COMPARE AND CONTRAST: VENN DIAGRAM Tanya began class by reading the story Officer Buckle and Gloria by Peggy Rathman to her students.  Her goals included listening skills, literature appreciation, compare and contrast, and learning to use a Venn diagram. After the story was over, Tanya  asked each child to label the 3 sections of the diagram. The therapy dog, Molly, was the left circle portion, Gloria was the right portion, and the center overlap represented how both dogs were the same. They then had a discussion about the “differences” between Molly and Gloria, recording the specific differences in the corresponding circle portions. For example, Gloria is a police dog and Molly is a therapy dog.  Gloria was a German Shepherd and Hannah is a Portuguese Water Dog. Some of the similarities the children identified were that both dogs had a job and both were girls. It was amazing how the presence of a live dog really made the lesson come “alive!” 

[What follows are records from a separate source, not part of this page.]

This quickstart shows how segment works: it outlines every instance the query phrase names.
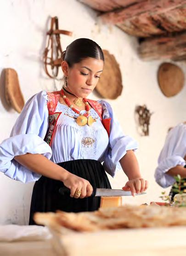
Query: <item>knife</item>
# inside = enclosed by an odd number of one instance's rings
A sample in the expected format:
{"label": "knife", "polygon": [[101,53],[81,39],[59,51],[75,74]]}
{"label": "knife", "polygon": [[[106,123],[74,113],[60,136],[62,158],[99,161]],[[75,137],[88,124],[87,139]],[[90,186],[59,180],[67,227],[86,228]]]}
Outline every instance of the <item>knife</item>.
{"label": "knife", "polygon": [[[119,197],[132,196],[131,191],[124,191],[123,189],[112,189],[110,188],[96,188],[93,187],[93,191],[90,197]],[[70,189],[66,186],[61,187],[59,189],[59,193],[64,196],[65,195],[70,195]],[[147,194],[146,192],[142,193],[135,193],[136,196],[144,195]]]}

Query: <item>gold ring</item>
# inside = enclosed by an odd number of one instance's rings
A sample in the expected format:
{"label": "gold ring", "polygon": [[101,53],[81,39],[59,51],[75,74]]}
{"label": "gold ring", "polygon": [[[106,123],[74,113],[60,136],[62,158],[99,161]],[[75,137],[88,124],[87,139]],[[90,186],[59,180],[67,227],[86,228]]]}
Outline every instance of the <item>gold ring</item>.
{"label": "gold ring", "polygon": [[81,195],[81,191],[80,189],[77,189],[76,191],[75,195],[77,197],[79,197]]}

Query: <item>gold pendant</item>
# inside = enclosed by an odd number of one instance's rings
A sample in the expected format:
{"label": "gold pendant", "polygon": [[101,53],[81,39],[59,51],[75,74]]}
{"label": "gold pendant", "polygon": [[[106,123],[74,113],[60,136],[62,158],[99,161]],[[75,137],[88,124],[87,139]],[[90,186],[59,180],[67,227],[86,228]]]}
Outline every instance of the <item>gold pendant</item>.
{"label": "gold pendant", "polygon": [[95,122],[96,122],[96,120],[94,119],[91,116],[88,117],[87,124],[89,126],[91,126]]}
{"label": "gold pendant", "polygon": [[88,118],[85,116],[79,116],[76,119],[77,123],[79,126],[84,126],[86,124],[89,126],[91,126],[95,122],[96,122],[96,120],[93,118],[91,116],[89,116]]}
{"label": "gold pendant", "polygon": [[78,125],[84,126],[87,123],[88,119],[85,116],[79,116],[77,118],[76,122]]}
{"label": "gold pendant", "polygon": [[80,107],[82,105],[83,99],[82,98],[76,98],[73,100],[73,102],[77,107]]}

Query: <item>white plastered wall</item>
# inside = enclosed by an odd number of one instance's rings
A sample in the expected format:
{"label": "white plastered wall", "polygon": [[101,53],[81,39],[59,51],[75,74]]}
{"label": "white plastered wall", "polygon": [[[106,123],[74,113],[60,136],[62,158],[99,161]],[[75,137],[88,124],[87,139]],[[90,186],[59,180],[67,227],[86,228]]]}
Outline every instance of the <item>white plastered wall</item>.
{"label": "white plastered wall", "polygon": [[[86,37],[114,55],[120,65],[124,89],[117,100],[108,101],[124,133],[138,141],[136,155],[143,176],[149,182],[147,195],[125,198],[124,202],[139,204],[159,200],[164,189],[156,183],[154,170],[168,128],[185,120],[186,88],[175,97],[165,97],[157,81],[161,62],[142,61],[136,54],[135,38],[116,27],[100,24],[96,12],[75,0],[1,0],[0,73],[8,67],[17,71],[26,100],[41,90],[55,89],[54,82],[46,77],[41,62],[49,18],[55,16],[59,17],[60,29],[73,32],[71,37],[61,36],[63,50],[73,40]],[[178,64],[185,68],[184,64]],[[57,82],[56,86],[59,89],[61,85]],[[94,99],[98,99],[94,93],[91,96]],[[154,113],[147,137],[137,133],[134,119],[136,105],[144,104]],[[0,102],[0,142],[9,136],[18,116],[13,110],[7,111]],[[114,179],[110,178],[114,188],[121,188],[127,180],[122,171]],[[33,186],[0,173],[0,224],[28,223]]]}

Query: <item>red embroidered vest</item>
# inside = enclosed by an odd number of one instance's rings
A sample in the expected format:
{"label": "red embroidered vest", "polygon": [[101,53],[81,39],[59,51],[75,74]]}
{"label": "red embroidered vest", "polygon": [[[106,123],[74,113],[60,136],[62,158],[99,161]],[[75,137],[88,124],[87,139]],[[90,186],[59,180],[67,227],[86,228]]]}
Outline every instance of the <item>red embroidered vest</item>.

MEASURING:  Using the book Measuring Penny by Loreen Leedy, Tanya set forth the goals of listening skills, literature appreciation, following directions, interpreting measurement in a variety of ways, and         recording the findings. This lesson took 2 weeks, and the second week incorporated compare and contrast since both Hannah and Heidi visited the class. In the story, Lisa has an important homework assignment– to measure something in several different ways. She has to use standard units like inches/centimeters and nonstandard units like paper clips to find out height, width, length, weight, volume, temperature, and time. Lisa decides to measure her dog, Penny, and finds out … Penny’s nose = 1 inch long  Penny’s tail = 1 dog biscuit long, and Penny’s paw print = 3 centimeters wide … and that was only the beginning! Lisa learns a lot about her dog and about measuring, and even has fun doing it. The students measured both Heidi (week 1) and Hannah the following week with inches, centimeters, Lego blocks, paper clips, and magic markers to find out how long their ears, legs, tails were and how tall each one was. They had lots of fun comparing and contrasting the differences between Heidi and Hannah.

THANK YOU to Tanya Mahon for sharing these wonderful teaching ideas!